Napping regularly at the same time of day for no longer than 25 minutes is among the best sleep strategies to prevent deprivation, a sleep expert tells The Wall Street Journal.
With a regular nap, sleep expert Dr. Christopher Christopher Winter says the body slows down and but doesn't fall into deep sleep. It then works more efficiently.

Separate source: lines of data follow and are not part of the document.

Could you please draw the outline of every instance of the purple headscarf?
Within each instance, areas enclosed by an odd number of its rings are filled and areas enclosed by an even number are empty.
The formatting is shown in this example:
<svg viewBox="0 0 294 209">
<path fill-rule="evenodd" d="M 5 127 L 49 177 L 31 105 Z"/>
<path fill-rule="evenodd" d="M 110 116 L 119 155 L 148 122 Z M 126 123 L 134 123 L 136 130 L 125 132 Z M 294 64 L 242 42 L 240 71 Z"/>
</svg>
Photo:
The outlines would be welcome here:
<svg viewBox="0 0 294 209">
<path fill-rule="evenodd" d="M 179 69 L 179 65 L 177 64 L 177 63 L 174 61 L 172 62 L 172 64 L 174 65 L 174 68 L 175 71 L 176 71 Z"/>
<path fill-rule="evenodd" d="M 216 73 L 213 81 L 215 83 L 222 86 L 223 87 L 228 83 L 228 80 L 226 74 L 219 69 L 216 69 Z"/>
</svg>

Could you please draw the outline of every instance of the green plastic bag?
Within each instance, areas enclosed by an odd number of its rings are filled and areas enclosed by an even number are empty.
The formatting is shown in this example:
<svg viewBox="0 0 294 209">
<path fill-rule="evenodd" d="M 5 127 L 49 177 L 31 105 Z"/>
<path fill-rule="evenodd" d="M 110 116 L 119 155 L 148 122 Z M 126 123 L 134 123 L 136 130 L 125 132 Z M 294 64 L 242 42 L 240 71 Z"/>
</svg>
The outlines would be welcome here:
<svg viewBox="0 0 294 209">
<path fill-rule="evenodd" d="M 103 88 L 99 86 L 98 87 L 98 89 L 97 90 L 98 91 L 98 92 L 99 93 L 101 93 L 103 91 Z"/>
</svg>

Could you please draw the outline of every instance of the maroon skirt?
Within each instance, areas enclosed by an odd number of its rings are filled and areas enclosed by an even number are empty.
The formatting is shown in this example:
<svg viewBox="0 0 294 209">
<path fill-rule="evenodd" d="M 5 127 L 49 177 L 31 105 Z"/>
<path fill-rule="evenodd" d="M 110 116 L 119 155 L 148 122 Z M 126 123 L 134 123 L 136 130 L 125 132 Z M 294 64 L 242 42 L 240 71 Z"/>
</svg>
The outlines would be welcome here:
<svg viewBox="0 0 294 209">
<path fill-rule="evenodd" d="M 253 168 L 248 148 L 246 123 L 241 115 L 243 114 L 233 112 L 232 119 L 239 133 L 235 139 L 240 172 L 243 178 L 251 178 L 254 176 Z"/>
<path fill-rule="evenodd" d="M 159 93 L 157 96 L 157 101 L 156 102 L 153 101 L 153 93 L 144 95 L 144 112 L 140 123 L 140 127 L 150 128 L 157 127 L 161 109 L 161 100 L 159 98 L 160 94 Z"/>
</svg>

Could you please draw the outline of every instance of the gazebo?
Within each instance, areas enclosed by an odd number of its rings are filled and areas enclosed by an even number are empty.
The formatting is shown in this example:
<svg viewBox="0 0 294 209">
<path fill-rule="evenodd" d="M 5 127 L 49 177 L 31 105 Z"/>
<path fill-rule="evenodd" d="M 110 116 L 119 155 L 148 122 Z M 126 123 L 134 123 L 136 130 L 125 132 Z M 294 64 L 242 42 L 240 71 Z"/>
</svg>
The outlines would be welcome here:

Winter says it's acceptable to "catch up" on lost sleep on the weekend. While that works in the short term for sleep deprivation, it's not known how effective it is in the long run.
For those who know they'll have a long night ahead, a good strategy could be to bank additional hours of rest for a few nights before the anticipated long night.
But changing sleep habits from weekday to weekend can be confusing and disruptive to a person's biological clock. Experts call the change -- where you wouldn't normally stay up until midnight and then sleep until noon to recover -- "social jet lag."
Studies show obesity is one potential side effect of dramatically altering sleep schedules on off-days versus work-days.
A professor at the Institute of Medical Psychology at the University of Munich tells WebMD the risk of being overweight or obese rises about 33 percent for every hour of social jet lag a person experiences on weekends.